September 8, 2015 By Elsevier

Injection drug users have a higher risk of needing another operation or dying following the procedure. Injection drug users who undergo surgery for infective endocarditis (IE) have a significantly higher risk of reoperation or death between three and six months after surgery compared to patients who develop endocarditis who are not IV drug abusers, according to an article in the September 2015 issue of the Annals of Thoracic Surgery.

IE is an infection caused by bacteria that enter the bloodstream and get into the heart lining, a heart valve, or a blood vessel. Previously, the main risk factor for IE was rheumatic heart disease but recent research has shown that other risk factors have gained prominence, including injection drug use (IDU), prosthetic valve infection, degenerative valvular disease, and hemodialysis.
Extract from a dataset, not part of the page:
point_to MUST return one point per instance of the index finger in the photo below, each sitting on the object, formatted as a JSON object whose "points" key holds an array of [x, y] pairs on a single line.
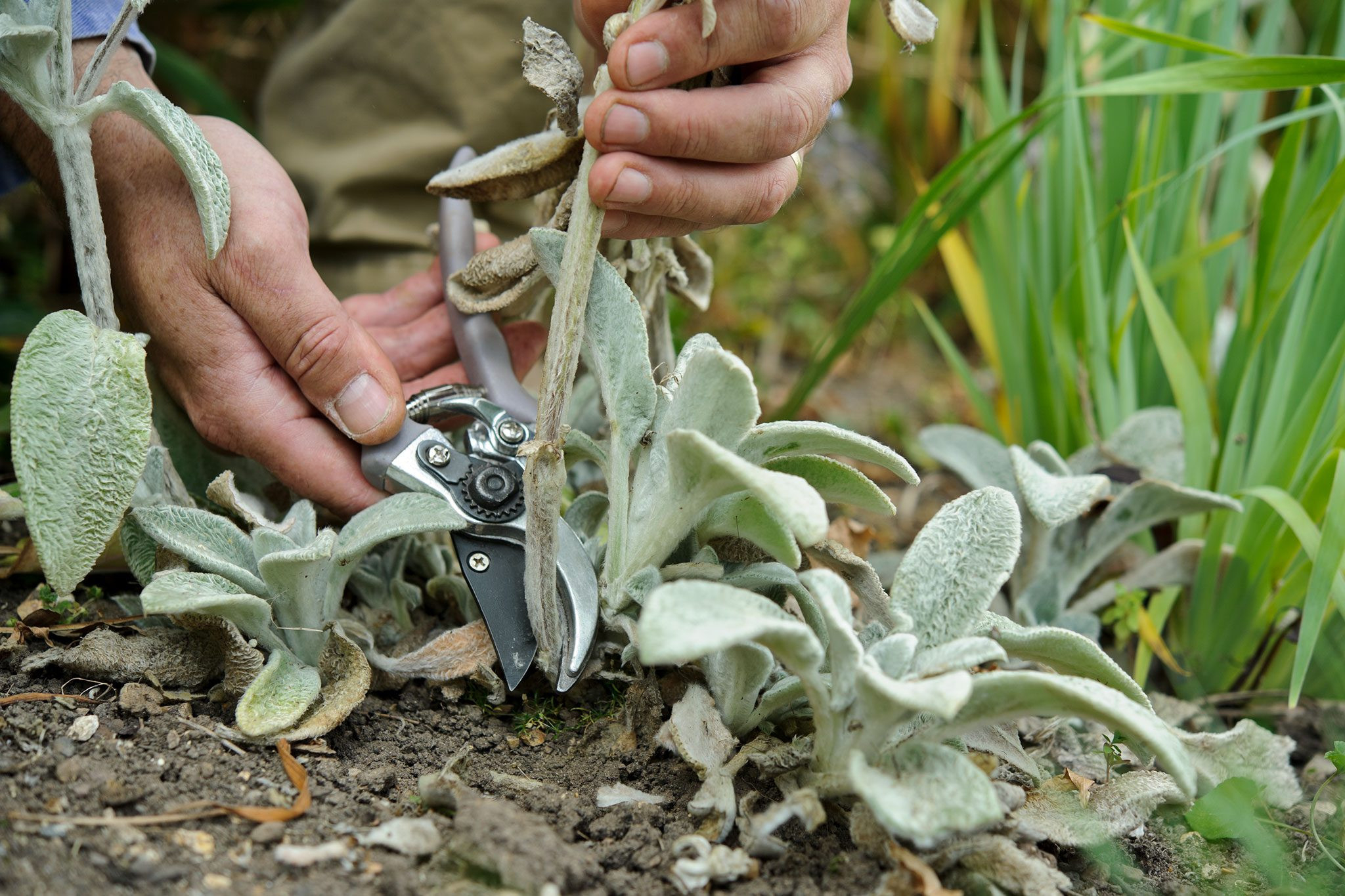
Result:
{"points": [[667, 47]]}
“Injection drug use is a growing public health problem, especially among young adults between 20 and 35 years of age,” said Nabin K. Shrestha, MD, MPH, from the Cleveland Clinic, who led the study. “Injecting drugs into the bloodstream carries with it the potential for inadvertently introducing microorganisms into the bloodstream, which can settle on heart valves and cause IE.”

Dr. Shrestha and colleagues identified 536 patients who underwent surgery for IE at Cleveland Clinic between July 2007 and July 2012. Of those, 41 (8 percent) were active injection drug abusers.

They found that between three and six months after surgery, injection drug abusers had 10 times the risk of death or reoperation for IE than the patients who did not inject drugs. Before three months and after six months, however, all patients appeared to have similar risk for death or reoperation.

The researchers suggested that the timeframe for the increased risk was related to ongoing injection drug abuse that probably resumed soon after patients were discharged from the hospital; consequences started to become apparent at three months after surgery.

“A major limitation of current medical care for patients with IDU is that appropriate treatment for addiction is very difficult to come by due to a lack of providers or facilities or the lack of insurance or other means to pay for the scarce resources that may be available,” explained Dr. Shrestha. “Our hope is that this study can help patients with IDU and their doctors understand the magnitude of risk for endocarditis relapse during this time period and convince policy makers that IE treatment without adequately addressing the underlying addiction in patients with IDU prevents achieving outcomes that should otherwise be attainable.”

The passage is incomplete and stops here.